Abbassare la pressione alta ostinata: da un nuovo farmaco benefici inattesi

Quando abbassare la pressione alta sembra impossibile: svolta per milioni di pazienti con ipertensione e malattia renale cronica

Per chi combatte quotidianamente per abbassare la pressione alta che resiste ai trattamenti convenzionali, una notizia scientifica accende la speranza. Una nuova molecola, chiamata baxdrostat, si sta dimostrando non solo efficace nel difficile compito di abbassare la pressione alta, ma offre anche una cruciale protezione ai reni, spesso danneggiati da questa condizione. I risultati di fase 2 dello studio clinico FigHTN, presentati alle Sessioni Scientifiche sull’Ipertensione 2025 dell’American Heart Association e pubblicati sul Journal of the American Society of Nephrology, suggeriscono che il baxdrostat potrebbe rappresentare una svolta per milioni di pazienti con ipertensione non controllata e malattia renale cronica.

Il circolo vizioso pressione-rene e il ruolo dell’aldosterone

Ipertensione e malattia renale cronica sono un tandem pericoloso. La pressione alta danneggia i reni, la cui funzione ridotta rende ancora più arduo abbassare la pressione alta, creando un ciclo che può portare a infarto, ictus e insufficienza renale.

Il colpevole principale in questo scenario è l’aldosterone, un ormone che regola l’equilibrio di sodio e acqua. Un eccesso di aldosterone, infatti, favorisce la ritenzione idrica e l’aumento della pressione, e nel tempo, provoca cicatrici nei reni e irrigidimento dei vasi sanguigni. È proprio su questo bersaglio che agisce il baxdrostat, inibendone la produzione.

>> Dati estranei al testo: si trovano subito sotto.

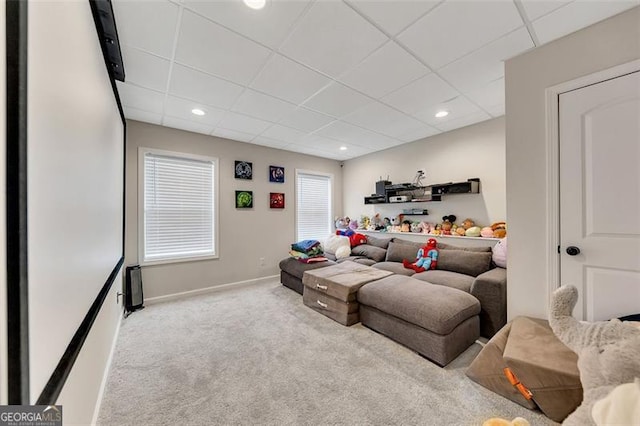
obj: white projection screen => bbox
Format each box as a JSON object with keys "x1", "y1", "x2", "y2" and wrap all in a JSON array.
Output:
[{"x1": 27, "y1": 0, "x2": 124, "y2": 403}]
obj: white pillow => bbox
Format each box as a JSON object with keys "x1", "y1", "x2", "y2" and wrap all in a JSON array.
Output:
[
  {"x1": 493, "y1": 237, "x2": 507, "y2": 268},
  {"x1": 322, "y1": 235, "x2": 351, "y2": 259}
]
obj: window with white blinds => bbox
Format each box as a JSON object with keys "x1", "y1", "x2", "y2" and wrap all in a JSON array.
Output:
[
  {"x1": 141, "y1": 149, "x2": 218, "y2": 263},
  {"x1": 296, "y1": 171, "x2": 333, "y2": 241}
]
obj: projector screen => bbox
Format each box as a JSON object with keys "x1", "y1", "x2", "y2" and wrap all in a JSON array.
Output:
[{"x1": 27, "y1": 1, "x2": 124, "y2": 403}]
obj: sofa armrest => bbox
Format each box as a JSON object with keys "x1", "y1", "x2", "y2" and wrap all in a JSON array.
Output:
[{"x1": 470, "y1": 267, "x2": 507, "y2": 338}]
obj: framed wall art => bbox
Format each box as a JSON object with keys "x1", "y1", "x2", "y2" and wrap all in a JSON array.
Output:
[
  {"x1": 236, "y1": 191, "x2": 253, "y2": 209},
  {"x1": 234, "y1": 161, "x2": 253, "y2": 180},
  {"x1": 269, "y1": 192, "x2": 284, "y2": 209},
  {"x1": 269, "y1": 166, "x2": 284, "y2": 183}
]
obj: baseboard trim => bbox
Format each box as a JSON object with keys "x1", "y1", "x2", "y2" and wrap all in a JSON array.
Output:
[
  {"x1": 91, "y1": 311, "x2": 124, "y2": 425},
  {"x1": 144, "y1": 275, "x2": 280, "y2": 305}
]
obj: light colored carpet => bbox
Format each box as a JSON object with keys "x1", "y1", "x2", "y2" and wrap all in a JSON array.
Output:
[{"x1": 98, "y1": 280, "x2": 556, "y2": 426}]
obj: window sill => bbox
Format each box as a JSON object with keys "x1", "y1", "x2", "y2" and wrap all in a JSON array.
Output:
[{"x1": 140, "y1": 254, "x2": 220, "y2": 267}]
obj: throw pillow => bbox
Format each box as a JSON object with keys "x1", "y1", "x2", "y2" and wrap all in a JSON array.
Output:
[
  {"x1": 436, "y1": 250, "x2": 491, "y2": 277},
  {"x1": 493, "y1": 237, "x2": 507, "y2": 268},
  {"x1": 351, "y1": 244, "x2": 387, "y2": 262}
]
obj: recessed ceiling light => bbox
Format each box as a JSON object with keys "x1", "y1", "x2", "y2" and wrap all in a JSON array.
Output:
[{"x1": 244, "y1": 0, "x2": 267, "y2": 10}]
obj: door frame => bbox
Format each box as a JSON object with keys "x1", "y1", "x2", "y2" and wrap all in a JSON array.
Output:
[{"x1": 545, "y1": 59, "x2": 640, "y2": 303}]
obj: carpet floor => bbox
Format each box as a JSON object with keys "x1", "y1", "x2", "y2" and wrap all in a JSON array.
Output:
[{"x1": 98, "y1": 280, "x2": 556, "y2": 426}]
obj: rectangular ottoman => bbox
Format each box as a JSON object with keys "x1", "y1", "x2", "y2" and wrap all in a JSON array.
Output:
[
  {"x1": 358, "y1": 275, "x2": 480, "y2": 366},
  {"x1": 302, "y1": 261, "x2": 391, "y2": 326}
]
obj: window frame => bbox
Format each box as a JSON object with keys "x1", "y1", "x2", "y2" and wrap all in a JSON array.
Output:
[
  {"x1": 294, "y1": 169, "x2": 335, "y2": 241},
  {"x1": 138, "y1": 147, "x2": 220, "y2": 266}
]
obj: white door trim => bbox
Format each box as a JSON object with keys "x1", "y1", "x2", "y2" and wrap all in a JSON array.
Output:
[{"x1": 545, "y1": 59, "x2": 640, "y2": 303}]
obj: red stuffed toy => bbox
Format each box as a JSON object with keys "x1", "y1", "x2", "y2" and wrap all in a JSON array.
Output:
[{"x1": 402, "y1": 238, "x2": 438, "y2": 272}]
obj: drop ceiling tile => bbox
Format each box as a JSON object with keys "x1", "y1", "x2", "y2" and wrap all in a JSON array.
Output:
[
  {"x1": 316, "y1": 121, "x2": 398, "y2": 149},
  {"x1": 437, "y1": 111, "x2": 491, "y2": 132},
  {"x1": 414, "y1": 96, "x2": 480, "y2": 125},
  {"x1": 218, "y1": 112, "x2": 272, "y2": 135},
  {"x1": 118, "y1": 82, "x2": 164, "y2": 114},
  {"x1": 251, "y1": 54, "x2": 331, "y2": 104},
  {"x1": 438, "y1": 27, "x2": 534, "y2": 92},
  {"x1": 280, "y1": 1, "x2": 387, "y2": 77},
  {"x1": 169, "y1": 64, "x2": 244, "y2": 109},
  {"x1": 340, "y1": 41, "x2": 430, "y2": 99},
  {"x1": 232, "y1": 89, "x2": 296, "y2": 123},
  {"x1": 398, "y1": 1, "x2": 524, "y2": 69},
  {"x1": 260, "y1": 124, "x2": 307, "y2": 143},
  {"x1": 122, "y1": 107, "x2": 162, "y2": 124},
  {"x1": 164, "y1": 96, "x2": 225, "y2": 127},
  {"x1": 280, "y1": 108, "x2": 335, "y2": 132},
  {"x1": 348, "y1": 0, "x2": 441, "y2": 35},
  {"x1": 184, "y1": 0, "x2": 309, "y2": 48},
  {"x1": 465, "y1": 78, "x2": 504, "y2": 115},
  {"x1": 212, "y1": 127, "x2": 256, "y2": 142},
  {"x1": 398, "y1": 124, "x2": 441, "y2": 142},
  {"x1": 121, "y1": 46, "x2": 169, "y2": 92},
  {"x1": 162, "y1": 116, "x2": 213, "y2": 135},
  {"x1": 304, "y1": 82, "x2": 371, "y2": 117},
  {"x1": 251, "y1": 136, "x2": 289, "y2": 149},
  {"x1": 382, "y1": 74, "x2": 460, "y2": 114},
  {"x1": 533, "y1": 0, "x2": 640, "y2": 43},
  {"x1": 113, "y1": 0, "x2": 179, "y2": 59},
  {"x1": 175, "y1": 10, "x2": 271, "y2": 85},
  {"x1": 344, "y1": 102, "x2": 424, "y2": 138},
  {"x1": 520, "y1": 0, "x2": 571, "y2": 21}
]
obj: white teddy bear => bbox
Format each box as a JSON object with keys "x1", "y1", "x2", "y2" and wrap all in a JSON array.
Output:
[{"x1": 549, "y1": 286, "x2": 640, "y2": 426}]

La doppia azione: pressione e protezione renale

Lo studio FigHTN ha coinvolto pazienti che, pur assumendo farmaci standard (ACE-inibitori o ARB), non riuscivano a abbassare la pressione alta a livelli ottimali (la loro pressione sistolica media era di circa 151 mm Hg).

Aggiungendo il baxdrostat alla terapia esistente, i ricercatori hanno osservato risultati straordinari in sole 26 settimane:

  • Efficacia antipertensiva: Nei pazienti trattati con baxdrostat, la pressione sistolica è diminuita in media di 8,1 mm Hg in più rispetto al placebo, una riduzione del 5% che si somma all’effetto della terapia convenzionale, dimostrando un’efficacia significativa per abbassare la pressione alta ostinata;
  • Beneficio renale inatteso: L’analisi esplorativa ha mostrato una riduzione del 55% del livello di albumina nelle urine. L’albumina alta è un marcatore cruciale di danno renale e rischio cardiovascolare. Questo dato suggerisce che il farmaco non si limita ad abbassare la pressione alta, ma può attivamente ritardare il peggioramento della malattia renale, un effetto paragonabile a quello dei farmaci più noti per la nefroprotezione.

Jamie P. Dwyer, autore principale dello studio, ha espresso grande speranza: “La riduzione dell’albumina ci conforta sul fatto che baxdrostat possa anche aiutare a ritardare il danno renale. Questo potenziale è ora il focus di due ampi studi di Fase 3“.

Un “game changer” per i pazienti a rischio

I pazienti con malattia renale cronica sono spesso a maggior rischio di ipertensione non controllata. Jordana B. Cohen, esperta di ipertensione, ha definito questa nuova classe di farmaci come un potenziale “game changer“. Il fatto che i pazienti con patologie renali, storicamente esclusi da molti studi, abbiano tollerato bene il farmaco e abbiano tratto un doppio beneficio – sia nell’obiettivo di abbassare la pressione alta che nella riduzione dell’albuminuria – è particolarmente rassicurante.

Se gli studi di Fase 3 in corso confermeranno questi dati, il baxdrostat potrebbe presto offrire una nuova, potente strategia terapeutica per abbassare la pressione alta nei pazienti più a rischio, proteggendoli da eventi cardiovascolari e rallentando la progressione verso l’insufficienza renale.